Thanks! I should be able to test that. It doesn't depend on EFI though, does it? I use direct kernel boot in my setup.

[nohajc]

Btw, what about auto-generating the json config based on configured command-line?

As a future usability improvement...

[mtjhrc]

@slp

As a PoC, I've extended boot_efi.c with this:

As a PoC it doesn't matter, but can't you just close(pipefd_output[1]) instead of sending the ASCII EOF / 0x04 ? I think it should work...

Btw, what about auto-generating the json config based on configured command-line?

Yes, I think we should do this, in fact I think we should replace the krun_set_exec to do this behind the scenes on Linux too.

In addition to that we might want to consider krun_set_payload_json that you can pass in a json string. (currently it would use the virtio-console, but eventually we might make it use virtio-fs with a magic virtual file like we do for the init.

[slp]

As a PoC, I've extended boot_efi.c with this:

As a PoC it doesn't matter, but can't you just close(pipefd_output[1]) instead of sending the ASCII EOF / 0x04 ? I think it should work...

I've tried that but doesn't seem to get propagated to the guest. Sending EOF works fine though.

[nohajc]

Ok, I am going to rework this PR soon but since I don't need any changes in libkrun itself to actually pass arguments to the VM (just the init, right?), this really doesn't have the priority to be included in the upcoming 1.17 release.

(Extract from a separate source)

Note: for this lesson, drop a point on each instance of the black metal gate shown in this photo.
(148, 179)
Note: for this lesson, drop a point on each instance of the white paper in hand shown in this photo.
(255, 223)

I didn't count with any binary distribution of FreeBSD init along with libkrun anyway. I can easily build it separately.

[mtjhrc]

I don't need any changes in libkrun itself to actually pass arguments to the VM (just the init, right?)

It's possible to do this in 2 stages, here you add support for for this in the init and you can manually set up the host side to pass in the arguments (like Sergio's PoC).

For a second part, it would be nice to make krun_set_exec do this automatically and use this mechanism by default in Linux too. (the current way it works is also not great on Linux, there is a length limit, possibly some parsing weirdness too...).

I’m happy to handle the second part, but if you're inclined to work on that as well, just let me know! 👍

[mtjhrc]

Also, I would make the init behavior be enabled by passing in a kernel arg (kenv on freebsd like you mentioned).
e. g. KRUN_USE_CONSOLE_CONFIG=1 or even KRUN_CONSOLE_CONFIG=name_of_console_port.

[nohajc]

@mtjhrc I'd also split the task as you say. Anyway, I was thinking I could handle both parts.

About the release, @slp originally asked if I needed this in 1.17. Since there's no need for the base64 handling, all the pieces for constructing the json config are already in place so we just need the init support (and I'm building bsd init separately for my project anyway).

If I'm able to make it work with 1.17 libkrun and a custom build of init, I'm happy. All the library changes are just automation.